Bad Bob Biringanine stared out at the cloudless blue sky, his feet up, drinking a glass of water with bubbles. I hadn't seen him in the flesh since my nearly disastrous intake meeting, and I felt myself turn small and weak at the sight of him. Especially when those laser-sharp blue eyes considered and then dismissed me.
"Baldwin, right?" he asked. He had a light tenor voice, neutral with indifference.
"Yes, sir."
"Just here to observe," he said. Observe. Like that wasn't worse than any trouble I might have been in already. Having Bad Bob staring over your shoulder was bound to make even the best Warden nervous, and I wasn't quite arrogant enough to consider myself the best. Yet.
I sucked it up and sat down to review the file: maps of pressure systems, satellite photos fresh off the printer of the growing circular mass of Tropical Storm Samuel, still lashing empty ocean beyond Bermuda. My opposite number was waiting in a seaport town in Mauritania named Nouakchott; the phone was preprogrammed for speed dial to reach her. Voices don't carry so well in Oversight. Landlines are always a plus for long-distance work.
"You getting on with it while I'm still young?" Bad Bob asked. He hadn't moved from his kicked-back spot, was still staring at the view. Funny how I think of it as a view, even though both of us were looking at a clear blue sky, not even any clouds in sight; we were drawn to the boundless and limitless possibilities. When I swallowed, I felt my throat click. There was a carafe of water on the table, sweating diamond drops, but I didn't feel like showing him that my hands were shaking. I wiped palms against blue jeans.

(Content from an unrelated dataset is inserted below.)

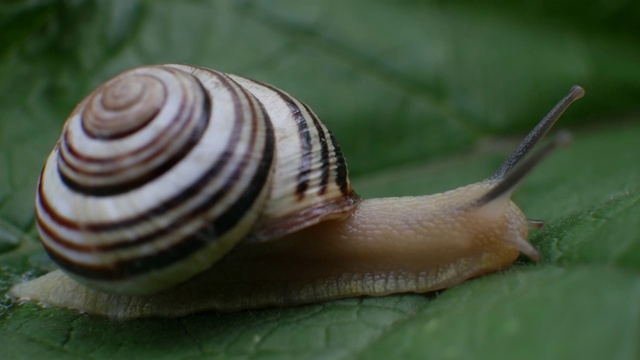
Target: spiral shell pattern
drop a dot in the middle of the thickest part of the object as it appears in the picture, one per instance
(163, 169)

"Sure," I said. "No problem."
I speed-dialed. Tamara Motumbo picked up on the second ring, and we exchanged some nervous pleasantries, through which Bad Bob drummed fingernails against the table. I hurried along to Step One, which was confirmation of the scope of our work. It's always good to go into a powerful situation with a clear expectation of what you're supposed to walk out with.
We decided we wanted to disrupt Samuel enough to make it just another squall; no point in trying to wipe out the storm altogether, since it would only move the energy someplace else that might spawn something just as bad. I made notes as I went, and my writing was shaky. Nothing like knowing every move you make is on the record.
"Ready?" I asked Tamara. She said she was, though I'd lay money that neither of us was really sure.
I sucked in a deep breath, let go, and floated out of my body and into Oversight. The room turned gray and misty, but Bad Bob was like a brilliant neon sign, lit up with so much power, it was hard to look at him directly. Red tinged. I wondered if he was sick, but I wasn't about to ask after his health, not now. I turned away from him, oriented myself with the vast voiding power of the sea, and let the waves of its energy carry me up and out, far up, flying without sound or pressure through the liquid we call air. No clouds in Oversight, either, but there was a low red band of energy over the ocean and a corresponding white one coming down from the mesosphere-clouds later, then, and rain in a day at most. Warming and cooling ocean air is the unimaginably powerful engine that drives the machine of life. Connecting to it like this, right on the coast, was a sensuous, dangerous experience.
I soared. In Oversight, crossing huge distances takes a fraction of real time, but it still felt like a long trip by the time I saw the swirling entity we were calling Samuel. He was a big, growing boy, already well into rebellious adolescence and halfway to becoming a dangerous hooligan. Facing that kind of storm makes you feel small. No, not just small: nonexistent. The forces that formed him and drove him dwarfed anything I could summon out of myself.
I shifted just enough of my consciousness back to my body to ask Tamara on the phone if she had a Djinn.